SIR WALTER THORBURN (Peebles and Selkirk)

said there had been no attempt to show fault on the part of the Committee, and therefore it was a great misfortune that the motion had been proposed. He believed the Committee was one of the most competent that could have been appointed to deal with the Bill. He could state from personal knowledge that the decisions of the Committee had given the greatest satisfaction to all parties. He was very glad that the Government had intimated that this was not a Government question, and that the House was left to decide. He felt perfectly sure that the common sense of the House would decide that this appeal should not be granted. He was not a shareholder in the company, and he had no interest in the matter beyond the proper working of the new Act. He felt sure that if the appeal was allowed it would have a most disastrous effect on the working of the Act, and would give rise to most unmitigated complaint throughout Scotland. Something had been said about the waste of time in the House through discussions on private Bills. He believed that, if the House emphatically rejected this appeal, in future appellants would think twice before they did likewise. He thought no better means could be adopted for stopping vexatious appeals than to record the verdict of the House against this appeal.


said he regarded the right of appeal as one of the most important features of the Act. He believed that a greater blow would be struck at the new private Bill procedure for Scotland by the House refusing to admit the appeal than by admitting it. Very likely the rehearing would be adverse to the appellant, and he could not imagine anything more useful to the future progress of private Bill legislation in Scotland than that the first application for a re-hearing should be granted. He must support the pro- posal that the Bill should be referred to another Committee, but he regretted that such an important question as that of devolution should have been raised in connection with the matter now before the House.

Dr. FARQUHARSON (Aberdeenshire, W.)

said he would ask the House to pause before committing itself to a motion which would have the effect of absolutely destroying the Private Bill Procedure (Scotland) Act which was passed with so much care two years ago. Nothing would be more adverse to the working of the Act than that the decision of the Committee, which was come to after careful inquiry, should be overturned in this House, perhaps on a snatch division. The hon. Member for Partick had given no reason whatever for the faith that was in him, and the Lord Advocate had brought forward the most extraordinary plea he had ever heard in this House, that the proceedings of a Committee of both Houses of Parliament could be overturned at the instance of a cantankerous and wealthy litigant. He believed that the granting of the appeal, instead of lessening confusion, would make "confusion worse confounded." He was bound to say that the Act had worked a great deal better than he expected. They were very careful in this House not to interfere with the proceedings of Committees upstairs, and he believed it was quite as much their duty to respect the action and authority of this Committee in Scotland.
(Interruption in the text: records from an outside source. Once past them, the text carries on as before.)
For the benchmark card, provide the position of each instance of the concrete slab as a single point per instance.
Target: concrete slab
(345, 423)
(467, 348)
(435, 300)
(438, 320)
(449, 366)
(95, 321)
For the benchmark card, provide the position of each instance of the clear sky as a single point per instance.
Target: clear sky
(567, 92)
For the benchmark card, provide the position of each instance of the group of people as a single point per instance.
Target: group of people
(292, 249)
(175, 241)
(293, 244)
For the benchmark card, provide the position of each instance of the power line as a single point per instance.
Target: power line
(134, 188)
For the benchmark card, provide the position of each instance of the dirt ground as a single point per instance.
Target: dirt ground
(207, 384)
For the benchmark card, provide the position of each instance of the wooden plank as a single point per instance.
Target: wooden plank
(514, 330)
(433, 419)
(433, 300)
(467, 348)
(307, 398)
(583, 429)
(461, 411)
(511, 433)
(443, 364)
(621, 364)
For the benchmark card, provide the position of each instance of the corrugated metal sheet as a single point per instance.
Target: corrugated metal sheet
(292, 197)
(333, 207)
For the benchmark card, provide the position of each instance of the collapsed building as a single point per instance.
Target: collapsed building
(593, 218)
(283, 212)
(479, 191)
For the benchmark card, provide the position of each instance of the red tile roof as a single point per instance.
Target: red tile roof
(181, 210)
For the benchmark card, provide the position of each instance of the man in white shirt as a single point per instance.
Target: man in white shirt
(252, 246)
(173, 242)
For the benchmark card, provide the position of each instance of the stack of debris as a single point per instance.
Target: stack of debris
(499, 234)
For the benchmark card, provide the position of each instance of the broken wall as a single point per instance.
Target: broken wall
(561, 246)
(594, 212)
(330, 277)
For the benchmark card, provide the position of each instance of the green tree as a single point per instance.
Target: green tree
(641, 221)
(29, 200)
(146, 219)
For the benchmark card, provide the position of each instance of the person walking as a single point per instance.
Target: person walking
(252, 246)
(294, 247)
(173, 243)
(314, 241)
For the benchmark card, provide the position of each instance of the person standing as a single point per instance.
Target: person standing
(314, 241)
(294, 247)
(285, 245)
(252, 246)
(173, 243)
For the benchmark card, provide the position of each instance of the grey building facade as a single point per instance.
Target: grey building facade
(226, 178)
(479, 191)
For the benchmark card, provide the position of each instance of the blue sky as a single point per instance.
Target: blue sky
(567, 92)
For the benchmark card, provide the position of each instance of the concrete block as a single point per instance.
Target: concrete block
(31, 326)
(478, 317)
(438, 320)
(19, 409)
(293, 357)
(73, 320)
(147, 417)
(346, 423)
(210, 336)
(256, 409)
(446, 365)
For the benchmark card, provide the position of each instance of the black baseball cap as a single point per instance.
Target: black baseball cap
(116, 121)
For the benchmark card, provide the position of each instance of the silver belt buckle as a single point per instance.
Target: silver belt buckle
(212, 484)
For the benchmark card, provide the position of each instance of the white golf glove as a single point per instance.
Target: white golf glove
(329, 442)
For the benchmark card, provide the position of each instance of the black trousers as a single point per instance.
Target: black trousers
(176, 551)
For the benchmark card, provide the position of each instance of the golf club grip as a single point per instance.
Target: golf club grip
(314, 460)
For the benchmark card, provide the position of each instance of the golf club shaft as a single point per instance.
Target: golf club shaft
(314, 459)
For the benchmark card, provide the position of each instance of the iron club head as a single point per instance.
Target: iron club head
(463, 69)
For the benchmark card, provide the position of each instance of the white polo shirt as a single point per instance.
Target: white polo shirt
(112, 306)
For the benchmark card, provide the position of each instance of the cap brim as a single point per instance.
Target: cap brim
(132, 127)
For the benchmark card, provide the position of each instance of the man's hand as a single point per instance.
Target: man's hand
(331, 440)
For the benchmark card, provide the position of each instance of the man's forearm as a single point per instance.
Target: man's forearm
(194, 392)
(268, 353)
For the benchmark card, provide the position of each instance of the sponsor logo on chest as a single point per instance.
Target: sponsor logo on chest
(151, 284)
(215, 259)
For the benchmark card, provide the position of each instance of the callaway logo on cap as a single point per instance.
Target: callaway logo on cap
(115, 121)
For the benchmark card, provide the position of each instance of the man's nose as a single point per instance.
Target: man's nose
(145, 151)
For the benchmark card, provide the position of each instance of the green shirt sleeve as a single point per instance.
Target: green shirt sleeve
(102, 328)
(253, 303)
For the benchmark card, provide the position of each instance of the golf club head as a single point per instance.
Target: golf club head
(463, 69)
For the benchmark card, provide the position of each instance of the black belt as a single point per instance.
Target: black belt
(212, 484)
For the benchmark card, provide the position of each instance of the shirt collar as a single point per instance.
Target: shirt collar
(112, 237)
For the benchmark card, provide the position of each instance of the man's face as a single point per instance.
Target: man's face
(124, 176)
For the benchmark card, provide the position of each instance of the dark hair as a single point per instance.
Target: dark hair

*MR. STUART WORTLEY (Sheffield, Hallam)

said he had great difficulty in making up his mind how to vote on the very important question before the House. He, as chairman of the Committee which sat on the Private Bill Procedure (Scotland) Bill, took a very strong view that where a tribunal consisting of Members of the two Houses of Parliament had sat locally, the House should not, without an extremely strong reason, interfere with the decision which had been arrived at. To act otherwise would not be putting the Joint Committee in a proper position. He was bound to say, from the evidence given to the Select Committee that that Bill was not the class of Bill which that Committee expected would invariably be sent to Scotland at all. Although the company might be domiciled in Scotland, the shareholders might be resident in England or Wales, or even abroad, and even the property of the company was situated in another country. The only possible doubt in his mind was whether an injustice might not be done to, for instance, the shareholders of the company, who owing to the proceedings taking place in Edinburgh might not have received the necessary notices. He was, however, inclined to stop the proceeding on the Bill at that stage.

MR. DILLON (Mayo, E.)

said that what had occurred to-day had fully justified his action in calling attention to this Bill. The subject before the House was of more importance than many matters which engaged the attention of Parliament. His chief object in rising at all, after such an exhaustive discussion, was to explain the ground why, while agreeing thoroughly with hon. Members for Scotland, he was unable to vote with them. He was of opinion that Bills such as that before the House ought not to be decided locally at all. Bills dealing with the reconstruction of companies and Bills containing an omnibus clause of indemnity for actions which might have been breaches of the Company laws should not be referred to local tribunals. If the practice were to arise of sending such Bills to local tribunals to enable company promoters and directors to evade and defy the Companies Acts, the door would be open to all kinds of abuses. It was on that ground, namely the nature of the Bill, that he could not vote on the present motion. He might say that the discussion fully justified those Members of the Irish party who viewed with considerable doubt the proposal to extend the Scottish system of private Bill legislation to Ireland. When he ventured to call attention to the matter the other day, he was jumped upon by the Lord Advocate, and was accused in one sentence of being in blank ignorance of the provisions of the Act, and in the next of having taken an unduly active part in its discussion. These were inconsistent charges, but neither of them was true. The Irish Members, of necessity, took great interest in the working of the Scotch Private Bill Procedure Act, because they were promised or threatened with a similar system in their own country. The speech of the Lord Advocate, in which he expressed his bitter disappointment at the working of the Act, was a considerable justification for the action of the Irish Members in hesitating before going blindly for the extension of the system to Ireland. Whatever difficulties were experienced in working the system in Scotland, those difficulties would be increased tenfold in Ireland, and the discussion which had taken place had fully justified the attitude of the Irish Members.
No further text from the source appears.